General musings on programming languages, and Java.

Friday, September 19, 2008

My Scala Coding Style

This was originally a posting to the scala-tools mailing list, in response to someone asking how to make the Eclipse plugin format using braces on the next line and spaces instead of tabs.

I used the braces-on-next-line rule, lining up the { to the previous line rule for years, and tabs and no spaces, for years. I was happy with it. I used an 80-character line length limit, which made coding in a text terminal easy, and tabs equivalent to 8 characters (though the actual tab width didn't really matter as I only used indentation to signify nesting depth, not to line up individual characters). My code was very structured.

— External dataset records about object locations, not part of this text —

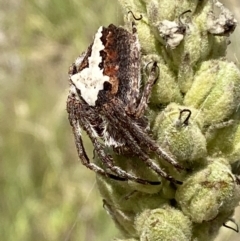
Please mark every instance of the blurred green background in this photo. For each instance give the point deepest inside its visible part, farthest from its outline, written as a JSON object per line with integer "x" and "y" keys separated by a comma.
{"x": 46, "y": 194}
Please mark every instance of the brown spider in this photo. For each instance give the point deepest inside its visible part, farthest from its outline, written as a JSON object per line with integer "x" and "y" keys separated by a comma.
{"x": 105, "y": 100}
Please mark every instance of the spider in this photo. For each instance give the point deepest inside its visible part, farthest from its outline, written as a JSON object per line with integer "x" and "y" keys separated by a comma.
{"x": 106, "y": 101}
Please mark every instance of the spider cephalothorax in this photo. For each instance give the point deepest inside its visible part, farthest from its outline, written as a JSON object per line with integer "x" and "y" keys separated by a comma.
{"x": 106, "y": 101}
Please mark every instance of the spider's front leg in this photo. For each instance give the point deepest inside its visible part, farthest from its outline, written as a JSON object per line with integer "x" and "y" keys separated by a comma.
{"x": 74, "y": 122}
{"x": 143, "y": 103}
{"x": 77, "y": 116}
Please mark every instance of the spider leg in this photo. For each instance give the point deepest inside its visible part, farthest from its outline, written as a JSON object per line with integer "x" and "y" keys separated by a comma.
{"x": 136, "y": 148}
{"x": 143, "y": 138}
{"x": 106, "y": 159}
{"x": 152, "y": 78}
{"x": 108, "y": 162}
{"x": 74, "y": 122}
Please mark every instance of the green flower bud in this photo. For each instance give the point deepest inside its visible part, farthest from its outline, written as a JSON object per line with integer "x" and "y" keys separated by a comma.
{"x": 184, "y": 140}
{"x": 224, "y": 138}
{"x": 165, "y": 89}
{"x": 209, "y": 192}
{"x": 164, "y": 223}
{"x": 215, "y": 91}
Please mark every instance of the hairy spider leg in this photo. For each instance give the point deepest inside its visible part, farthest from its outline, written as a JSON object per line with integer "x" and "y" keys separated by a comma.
{"x": 143, "y": 138}
{"x": 143, "y": 103}
{"x": 133, "y": 144}
{"x": 106, "y": 159}
{"x": 80, "y": 147}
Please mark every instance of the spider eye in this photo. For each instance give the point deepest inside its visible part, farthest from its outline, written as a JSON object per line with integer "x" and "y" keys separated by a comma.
{"x": 107, "y": 86}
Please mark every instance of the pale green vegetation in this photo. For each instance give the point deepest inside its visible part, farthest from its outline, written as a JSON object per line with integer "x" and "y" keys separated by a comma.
{"x": 46, "y": 194}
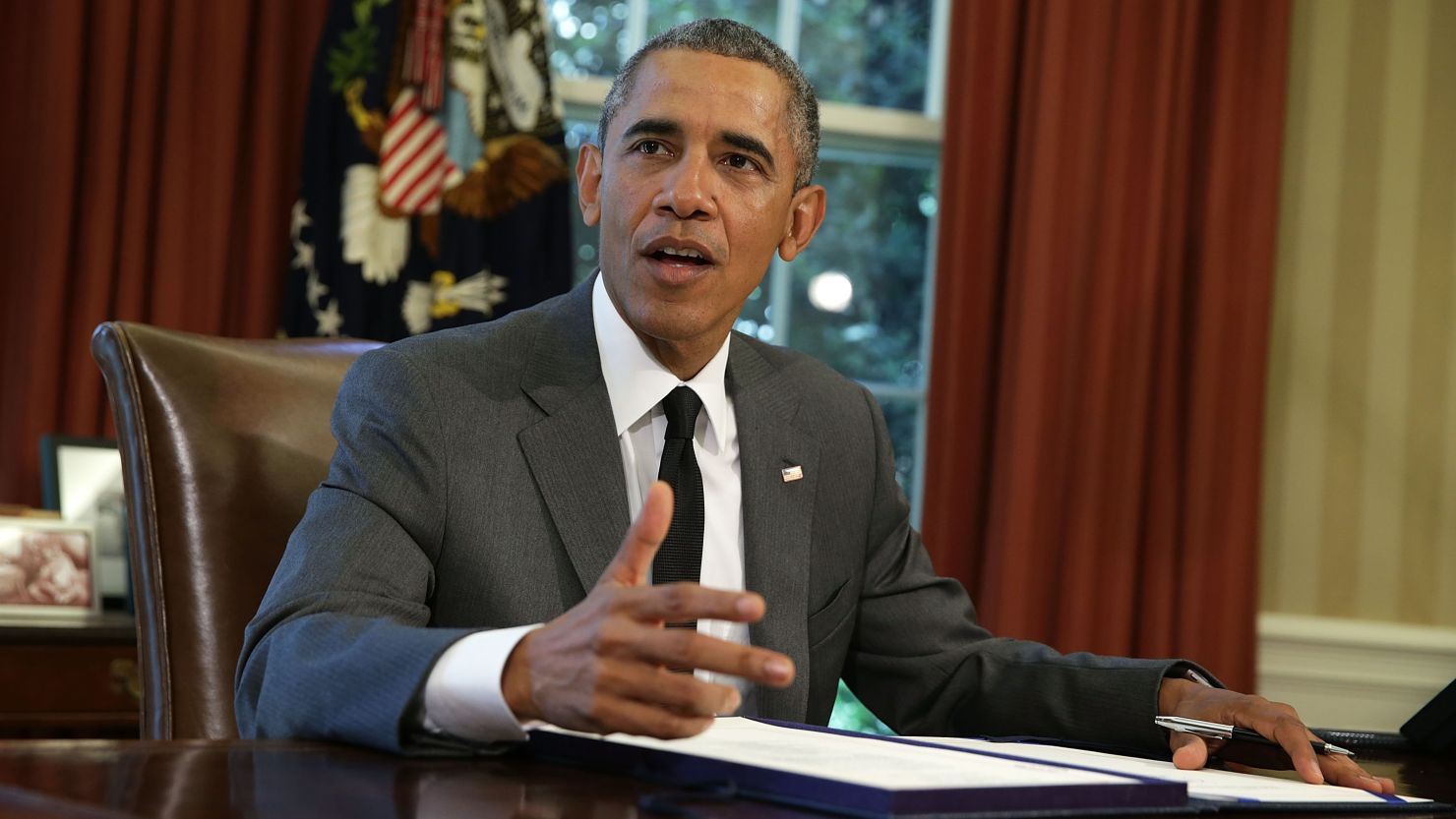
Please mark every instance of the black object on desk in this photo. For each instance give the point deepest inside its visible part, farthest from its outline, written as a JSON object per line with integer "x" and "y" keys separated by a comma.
{"x": 1433, "y": 728}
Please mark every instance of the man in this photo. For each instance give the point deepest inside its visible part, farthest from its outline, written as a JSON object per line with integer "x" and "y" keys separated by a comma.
{"x": 485, "y": 476}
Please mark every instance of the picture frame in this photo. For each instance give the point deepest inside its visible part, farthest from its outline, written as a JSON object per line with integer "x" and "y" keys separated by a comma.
{"x": 45, "y": 569}
{"x": 82, "y": 479}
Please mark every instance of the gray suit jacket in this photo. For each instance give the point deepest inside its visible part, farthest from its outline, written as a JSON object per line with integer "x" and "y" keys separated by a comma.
{"x": 478, "y": 485}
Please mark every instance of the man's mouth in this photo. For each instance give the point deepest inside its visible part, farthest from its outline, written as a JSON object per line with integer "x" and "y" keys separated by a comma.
{"x": 685, "y": 257}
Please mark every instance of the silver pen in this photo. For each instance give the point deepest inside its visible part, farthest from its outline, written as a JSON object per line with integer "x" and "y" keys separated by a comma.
{"x": 1219, "y": 731}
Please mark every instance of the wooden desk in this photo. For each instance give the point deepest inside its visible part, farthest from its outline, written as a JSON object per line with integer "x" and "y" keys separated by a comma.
{"x": 70, "y": 678}
{"x": 270, "y": 780}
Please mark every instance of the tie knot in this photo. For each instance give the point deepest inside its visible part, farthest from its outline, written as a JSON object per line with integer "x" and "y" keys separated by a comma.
{"x": 682, "y": 406}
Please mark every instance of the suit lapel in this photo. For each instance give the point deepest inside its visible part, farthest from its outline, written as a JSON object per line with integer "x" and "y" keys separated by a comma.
{"x": 778, "y": 515}
{"x": 573, "y": 452}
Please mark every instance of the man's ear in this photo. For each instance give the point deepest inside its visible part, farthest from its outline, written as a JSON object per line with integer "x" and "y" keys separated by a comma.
{"x": 588, "y": 184}
{"x": 806, "y": 214}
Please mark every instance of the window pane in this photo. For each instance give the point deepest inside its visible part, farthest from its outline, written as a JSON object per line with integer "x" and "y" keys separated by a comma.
{"x": 755, "y": 318}
{"x": 582, "y": 237}
{"x": 761, "y": 15}
{"x": 588, "y": 36}
{"x": 867, "y": 51}
{"x": 903, "y": 418}
{"x": 858, "y": 291}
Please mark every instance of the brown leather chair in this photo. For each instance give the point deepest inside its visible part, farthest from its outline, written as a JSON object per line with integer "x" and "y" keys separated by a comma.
{"x": 221, "y": 441}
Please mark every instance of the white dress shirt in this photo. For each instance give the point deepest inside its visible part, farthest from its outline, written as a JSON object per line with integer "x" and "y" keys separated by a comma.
{"x": 463, "y": 691}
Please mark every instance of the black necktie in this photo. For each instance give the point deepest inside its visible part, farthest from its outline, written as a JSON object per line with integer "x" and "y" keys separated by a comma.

If you look at my blog's very early days, you will find a post somewhere saying to avoid anonymous classes in Java. This is exactly the opposite of what I'd say now (now I'd say avoid Java :) ). It dawned on me after a while that the reason I didn't like anonymous classes was that my coding style made them a real pain in the backside to use. Specifically, if you have one anonymous class inside another with the above coding style, you end up splitting most lines of actual code.

Then I learned Lisp.

I realised that my overly structured Java code penalised me for nesting. So nesting must be bad, or the coding style must be bad.

Most human languages are highly recursive - within one sentence you can set up phrases, talk about what would happen in the future, and discuss two possible futures or even possible pasts. Only one language is known of that isn't highly recursive - the Piraha language. In Piraha the culture discourages talking about the future, or any event that you haven't seen personally, or been told about by another. A researcher who lived with them and learned their language tried telling them about Jesus (yes, there are God-botherers in linguistics too). One Piraha asked what Jesus looked like - and when the researcher said he didn't know, as Jesus lived 2,000 years ago, the Piraha wasn't interested anymore. This actually caused the researcher to start questioning his own religion, but that's a little beside the point.

I imagine that if you asked a Piraha to design a computer programming language (or a suitable analogy to one - perhaps they wouldn't be interested in computers), I imagine it would be limited to a nesting level of 2, by virtue of a 25-space tab and an 80-character line limit. And if they invented braces, I'm sure they would be lined up.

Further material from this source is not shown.